Example: Writing that needs multiple drafts, code that needs to pass tests, designs that need approval.

+----------+ +----------+ | Writer |<--->| Critic | +----------+ +----------+ | | | Feedback | +----------------+ Repeat until approved

Loop Pattern Code

loop.py
from pydantic import BaseModel
from pydantic_ai import Agent

class Review(BaseModel):
    approved: bool
    feedback: str

writer = Agent('openai:gpt-4o',
    instructions='Write or improve content based on feedback.')

critic = Agent('openai:gpt-4o',
    output_type=Review,
    instructions='''Review the content critically.
    Set approved=True ONLY if it is excellent.
    Otherwise, give specific feedback for improvement.'''
)

async def iterative_writing(topic: str, max_rounds: int = 3) -> str:
    # Initial draft
    result = await writer.run(f'Write about: {topic}')
    content = result.output

    for round_num in range(max_rounds):
        # Get critique
        review_result = await critic.run(f'Review this:\n{content}')
        review = review_result.output

        if review.approved:
            print(f'Approved after {round_num + 1} round(s)')
            return content

        print(f'Round {round_num + 1}: {review.feedback}')

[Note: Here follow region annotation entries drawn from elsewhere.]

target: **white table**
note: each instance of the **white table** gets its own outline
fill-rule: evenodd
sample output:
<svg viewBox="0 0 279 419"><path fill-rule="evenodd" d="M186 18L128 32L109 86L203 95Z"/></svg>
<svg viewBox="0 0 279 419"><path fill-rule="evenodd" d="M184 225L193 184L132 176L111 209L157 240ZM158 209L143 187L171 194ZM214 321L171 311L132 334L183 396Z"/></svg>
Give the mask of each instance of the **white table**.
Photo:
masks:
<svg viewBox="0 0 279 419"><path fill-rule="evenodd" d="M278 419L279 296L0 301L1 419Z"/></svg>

        # Improve based on feedback
        result = await writer.run(
            f'Improve this based on feedback.\n\n'
            f'Content: {content}\n\n'
            f'Feedback: {review.feedback}'
        )
        content = result.output

    print('Max rounds reached')
    return content

# Use it
import asyncio
final_content = asyncio.run(iterative_writing('Benefits of meditation'))

Choosing the Right Pattern

Use this decision tree to pick the right pattern:

  1. Fixed Pipeline (A -> B -> C) - Steps depend on each other → Use SEQUENTIAL
  2. Concurrent Tasks (Run A, B, C at once) - Steps are independent → Use PARALLEL
  3. Iterative Refinement (A <-> B) - Need to improve until good enough → Use LOOP
  4. Dynamic Decisions (Let LLM decide) - Don't know in advance which agents to call → Use DELEGATION

Combining Patterns: Real systems often combine patterns. For example:

Sequential[
    Parallel[Research1, Research2, Research3],
    Loop[Writer, Critic],
    Editor
]

This researches 3 topics in parallel, writes and refines in a loop, then does a final edit.

Key Takeaways
  • 1One job per agent. Keep agents simple and focused. A "research agent" only researches.
  • 2Choose pattern by dependency: Steps depend on each other? Sequential. Steps are independent? Parallel. Need quality improvement? Loop. Don't know in advance? Delegation.
  • 3Parallel = faster. Independent tasks should always run in parallel.
  • 4Loops = quality. When output quality matters, use a critic to iteratively improve.
  • 5Combine patterns. Real systems use multiple patterns together.